Projet de convention du Conseil de l’Europe en matière d’adoption des enfants (révisée)
- Auteur(s) :
- Assemblée parlementaire
- Origine
- Texte adopté par la Commission permanente,
agissant au nom de l’Assemblée, le 23 novembre 2007 (voir Doc. 11381, rapport de la commission des questions juridiques et
des droits de l’homme, rapporteur: M. Bartumeu Cassany; et Doc. 11453, avis de la commission des questions sociales, de la
santé et de la famille, rapporteur: Mme Vermot-Mangold).
- Thesaurus
1. L’Assemblée parlementaire se félicite
de l’élaboration du projet de convention du Conseil de l’Europe
en matière d’adoption des enfants (révisée)
Note.
Elle considère ce projet comme une avancée importante et nécessaire,
étant donné qu’il était largement reconnu que la Convention européenne
en matière d’adoption des enfants de 1967 (STE no 58) nécessitait
une mise à jour non seulement en raison des évolutions jurisprudentielles
et sociétales, mais aussi eu égard aux autres textes internationaux
pertinents.
2. Non seulement ce projet de convention révisée est mis à jour
mais, étant essentiellement consacré à l’adoption non internationale,
il vient compléter les normes internationales pertinentes, à savoir
principalement la Convention de La Haye sur la protection des enfants
et la coopération en matière d’adoption internationale («Convention
de La Haye de 1993»), adoptée le 29 mai 1993, dont les dispositions
ne s’appliquent qu’aux adoptions internationales.

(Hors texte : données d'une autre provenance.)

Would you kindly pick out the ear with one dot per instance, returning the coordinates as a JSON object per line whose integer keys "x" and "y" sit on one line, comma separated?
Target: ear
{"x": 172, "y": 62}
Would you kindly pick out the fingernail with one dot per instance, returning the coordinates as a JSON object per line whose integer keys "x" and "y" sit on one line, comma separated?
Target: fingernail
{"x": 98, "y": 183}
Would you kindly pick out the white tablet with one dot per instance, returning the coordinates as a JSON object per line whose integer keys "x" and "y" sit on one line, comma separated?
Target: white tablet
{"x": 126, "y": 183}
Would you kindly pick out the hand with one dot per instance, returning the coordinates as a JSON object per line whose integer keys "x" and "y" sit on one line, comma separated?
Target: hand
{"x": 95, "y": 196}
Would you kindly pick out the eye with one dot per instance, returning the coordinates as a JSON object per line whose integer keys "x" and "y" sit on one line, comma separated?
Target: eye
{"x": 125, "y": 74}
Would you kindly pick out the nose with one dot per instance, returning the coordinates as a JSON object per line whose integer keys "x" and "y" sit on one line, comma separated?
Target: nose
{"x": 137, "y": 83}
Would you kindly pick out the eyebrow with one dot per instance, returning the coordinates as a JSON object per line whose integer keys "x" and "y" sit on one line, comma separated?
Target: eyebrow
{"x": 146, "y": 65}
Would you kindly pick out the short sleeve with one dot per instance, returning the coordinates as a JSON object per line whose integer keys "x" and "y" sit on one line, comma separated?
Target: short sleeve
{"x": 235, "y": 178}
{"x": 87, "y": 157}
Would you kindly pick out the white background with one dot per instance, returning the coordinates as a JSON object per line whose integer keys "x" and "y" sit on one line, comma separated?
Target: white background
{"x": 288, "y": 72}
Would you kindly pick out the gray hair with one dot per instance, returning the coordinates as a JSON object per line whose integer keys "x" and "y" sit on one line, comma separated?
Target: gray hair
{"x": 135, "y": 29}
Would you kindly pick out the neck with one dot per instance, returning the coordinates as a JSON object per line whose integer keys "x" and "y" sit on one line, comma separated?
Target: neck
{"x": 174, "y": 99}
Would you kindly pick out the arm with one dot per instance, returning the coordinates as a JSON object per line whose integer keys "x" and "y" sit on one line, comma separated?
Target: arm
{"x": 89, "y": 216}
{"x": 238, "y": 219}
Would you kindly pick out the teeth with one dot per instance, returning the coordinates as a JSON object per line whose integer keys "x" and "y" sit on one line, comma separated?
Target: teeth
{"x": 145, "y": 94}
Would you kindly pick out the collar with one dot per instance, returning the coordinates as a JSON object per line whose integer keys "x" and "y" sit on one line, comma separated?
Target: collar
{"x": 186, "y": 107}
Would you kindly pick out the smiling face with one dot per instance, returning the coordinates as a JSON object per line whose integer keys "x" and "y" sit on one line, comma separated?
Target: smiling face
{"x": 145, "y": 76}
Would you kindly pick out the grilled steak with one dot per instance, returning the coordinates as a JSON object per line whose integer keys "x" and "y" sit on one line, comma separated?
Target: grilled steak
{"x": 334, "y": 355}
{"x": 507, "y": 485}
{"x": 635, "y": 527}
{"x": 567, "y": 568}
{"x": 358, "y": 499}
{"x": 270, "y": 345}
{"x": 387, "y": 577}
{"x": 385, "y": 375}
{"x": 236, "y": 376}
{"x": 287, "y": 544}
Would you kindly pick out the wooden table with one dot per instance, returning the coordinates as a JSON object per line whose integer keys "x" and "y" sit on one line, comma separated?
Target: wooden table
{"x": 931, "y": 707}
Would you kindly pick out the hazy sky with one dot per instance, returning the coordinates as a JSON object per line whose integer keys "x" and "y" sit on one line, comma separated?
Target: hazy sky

3. La future convention révisée s’insère parfaitement dans une
priorité bien établie de l’Assemblée et de tout le Conseil de l’Europe:
construire une Europe pour et avec les enfants. Elle place au centre
des procédures d’adoption la notion d’«intérêt supérieur de l’enfant»,
conformément à une jurisprudence bien établie de la Cour européenne
des Droits de l’Homme.
4. Concernant l’article 27 du projet de convention autorisant
des réserves, l’Assemblée est d’avis que cela va à l’encontre du
but même de ce projet de convention, à savoir l’harmonisation du
droit substantiel sur l’adoption dans les Etats parties. Par ailleurs,
elle considère que le libellé des dispositions en question, ou la substance
même de celles-ci, rend inutile toute réserve. Par conséquent, elle
recommande au Comité des Ministres de supprimer toute possibilité
d’exprimer des réserves. A défaut, elle recommande à tous les Etats membres
d’adhérer à cette convention sans faire de réserve et appelle les
parlements nationaux à être vigilants à cet égard.
5. L’Assemblée préconise en outre certains ajouts dans le texte
concernant la place du père naturel et les droits des couples hétérosexuels
qui vivent ensemble dans le cadre d’une relation stable afin d’éviter
toute discrimination. Dans ce contexte, l’Assemblée est d’avis que
l’évolution sociétale est telle que ses propositions d’amendement
n’auront pas pour effet de rendre la ratification plus difficile
pour certains Etats.
6. L’Assemblée recommande donc au Comité des Ministres de modifier
comme suit le projet de convention:
6.1 à l’article 5, paragraphe 5, ajouter après «le consentement
de la mère» les mots «et, dans la mesure du possible, du père»;
6.2 à l’article 7, paragraphe 1.a, ajouter la phrase suivante
«iii. qui vivent ensemble dans le cadre d’une relation stable»;
6.3 à l’article 7, paragraphe 2, supprimer «hétérosexuels
et»;
6.4 à l’article 11, paragraphe 2, supprimer «ou» et après
les mots «partenaire enregistré», ajouter «ou le concubin, dès lors
que le couple vit ensemble dans le cadre d’une relation stable,»;
6.5 remplacer l’article 22, paragraphe 3, par le texte suivant:
«L’enfant adopté a le droit de
connaître ses parents d’origine et d’avoir accès aux informations détenues
par les autorités compétentes concernant ses origines. Lorsque par
exception ses parents d’origine ont la possibilité légale de ne
pas divulguer leur identité, une autorité compétente doit déterminer
s’il convient de communiquer des informations sur l’identité, au regard
des circonstances et des droits respectifs de l’enfant et de ses
parents d’origine. Un enfant adopté n’ayant pas encore atteint l’âge
de la majorité peut recevoir des conseils appropriés.»;
6.6 remplacer l’article 27 par: «Aucune réserve n’est admise
à l’égard de la présente convention».